Acute physical stress, severe illness, or recent surgery can transiently activate the HPA axis and alter steroid precursor levels. A single reading taken during a period of acute illness may not represent your baseline. Time of day also matters: cortisol and its precursors follow a circadian rhythm, peaking in the early morning and declining through the day. A morning blood draw is standard for consistent interpretation.

Tracking Your Trend

For most people, a single baseline 11-deoxycortisol measurement that falls in the normal range is reassuring, and serial monitoring is not necessary unless there is a clinical reason to repeat it. Where trending becomes valuable is in people already diagnosed with a form of CAH or adrenal insufficiency. In these cases, periodic measurement helps assess whether treatment (such as glucocorticoid replacement) is adequately suppressing ACTH-driven precursor accumulation without overreplacing cortisol.

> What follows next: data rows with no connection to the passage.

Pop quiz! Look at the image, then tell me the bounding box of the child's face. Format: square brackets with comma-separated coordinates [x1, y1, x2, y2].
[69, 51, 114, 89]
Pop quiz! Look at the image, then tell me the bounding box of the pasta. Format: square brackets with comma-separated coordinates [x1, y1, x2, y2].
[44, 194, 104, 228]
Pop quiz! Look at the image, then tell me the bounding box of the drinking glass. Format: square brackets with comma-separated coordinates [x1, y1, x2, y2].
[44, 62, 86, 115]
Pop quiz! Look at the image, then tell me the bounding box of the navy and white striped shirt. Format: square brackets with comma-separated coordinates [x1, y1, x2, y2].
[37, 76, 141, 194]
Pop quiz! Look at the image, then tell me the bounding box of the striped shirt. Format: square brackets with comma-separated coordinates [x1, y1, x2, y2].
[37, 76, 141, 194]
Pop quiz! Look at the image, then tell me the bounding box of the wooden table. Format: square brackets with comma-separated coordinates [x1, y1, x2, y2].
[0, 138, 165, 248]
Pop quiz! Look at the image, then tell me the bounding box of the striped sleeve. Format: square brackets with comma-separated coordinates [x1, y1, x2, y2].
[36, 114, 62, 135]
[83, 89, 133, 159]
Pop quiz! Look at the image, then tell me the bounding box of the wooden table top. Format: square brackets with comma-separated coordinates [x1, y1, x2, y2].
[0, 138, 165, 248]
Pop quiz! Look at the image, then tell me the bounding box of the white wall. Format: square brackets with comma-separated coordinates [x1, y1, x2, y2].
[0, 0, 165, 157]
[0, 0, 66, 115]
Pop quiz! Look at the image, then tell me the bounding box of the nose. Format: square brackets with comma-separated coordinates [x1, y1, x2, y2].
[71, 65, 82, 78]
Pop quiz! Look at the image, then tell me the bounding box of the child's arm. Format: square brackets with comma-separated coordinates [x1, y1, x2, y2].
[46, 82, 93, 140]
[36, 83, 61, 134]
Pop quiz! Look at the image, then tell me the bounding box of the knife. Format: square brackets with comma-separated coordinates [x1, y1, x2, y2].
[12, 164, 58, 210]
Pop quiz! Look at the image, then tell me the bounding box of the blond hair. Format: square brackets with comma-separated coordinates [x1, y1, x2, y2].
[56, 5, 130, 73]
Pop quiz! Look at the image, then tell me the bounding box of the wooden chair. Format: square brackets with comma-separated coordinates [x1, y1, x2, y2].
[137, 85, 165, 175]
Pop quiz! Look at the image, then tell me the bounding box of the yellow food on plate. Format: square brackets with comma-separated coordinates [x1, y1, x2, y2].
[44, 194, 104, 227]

If you are being evaluated for a possible enzyme deficiency or HPA axis problem, a single abnormal result should prompt a repeat measurement and, often, a formal stimulation test. The combination of a baseline level and a post-stimulation level gives a much clearer picture than either value alone. For anyone tracking this marker over time, use the same lab and same assay method at each draw. Different assay platforms can produce meaningfully different numbers for the same sample, so switching labs mid-stream can create the illusion of a change that is really just a measurement difference.